Friday Round-Up: The Self-Help Sham

Over at BNET this week, I have two posts. The first is called 5 Things To Do With 5 Minutes (Other Than Read This Post). It introduces the concept of using bits of time for bits of joy, and has a few links to fun things to do at the office with 5 minutes before a meeting, like look at online art galleries, or read poetry. The “other than read this post” part is a bit tongue-in-cheek, but gets at this problem: many of us spend vast working hours following link after link. Bloggers know this (that’s why the BNET columns always have “Related” links at the bottom). But it can be a massive black hole of time. I’ve joked that I should write a post called “Don’t click on this link!”

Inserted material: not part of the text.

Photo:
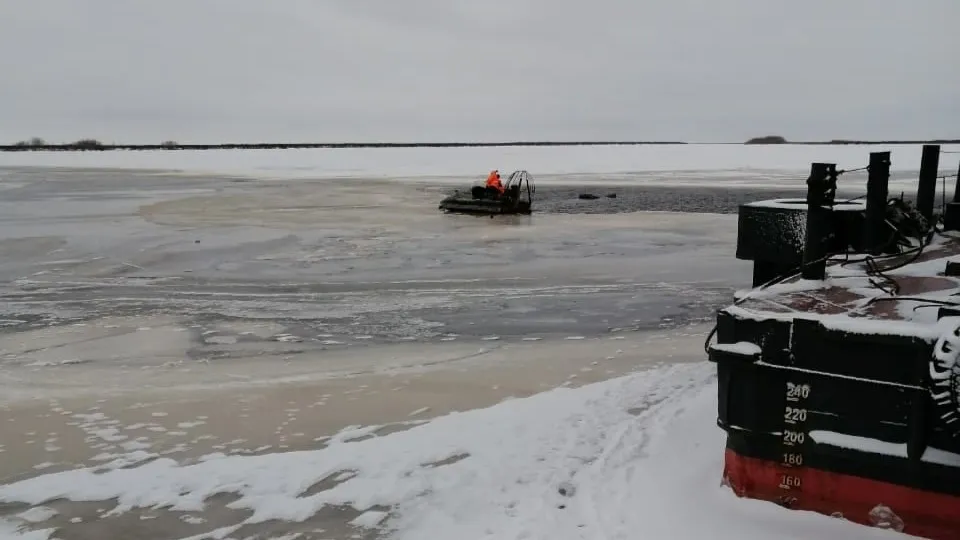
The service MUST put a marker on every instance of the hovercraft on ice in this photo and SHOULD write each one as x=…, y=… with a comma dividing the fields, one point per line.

The second post is called Why Most Self-Help Books Suck (And A Few That Don’t). I talk with Christine Whelan, a University of Pittsburgh prof who did her doctoral dissertation on the self-help industry about the problems with many self-help tomes, from made up anecdotes to the promise of easy solutions. She found a few that don’t suck (including 168 Hours!) and had her students test-drive their advice for her new book, Generation WTF. A discussion is starting at BNET on that one, so please go check it out.

As a side note, after writing that post, I finally decided to read Dale Carnegie’s How to Win Friends and Influence People (1937). I found it fascinating from a historical perspective, in that a number of the anecdotes involved folks who had, say, 4 years of schooling, but managed to make something of themselves. This no-school-but-got-rich narrative is very much American folklore. It also seems a lot less likely today (not to mention illegal in an era of compulsory schooling, though I know some unfortunate folks have such horrible schools that they get the equivalent of 4 years… in 12). I also enjoyed all the tales of people who wrote letters to famous people and got responses. Famous people have a lot more handlers now.

4 thoughts on “Friday Round-Up: The Self-Help Sham

  1. Did you think the Carnegie book was still worth reading for its advice, rather than just for historical interest? I keep thinking about reading that too.

    1. @CM – sure, it’s a quick read, and is a good reminder of certain principles, like that people enjoy hearing their own name, and you’re seldom going to win friends by announcing to people that they’re wrong. If you want people to think you’re a great conversationalist, spend most of your time listening and ask them questions about things they value about themselves.

  2. Matthew Crawford’s Shop Class as Soulcraft isn’t in the “self-help” genre but might be a good read for many of the anxiety-ridden folks who seek out such books.

    1. @Eleanor – that was a good read, I enjoyed that one. I imagine the desire to work with one’s hands and see the results is one reason gardening (and perhaps chicken raising) is as popular as it is.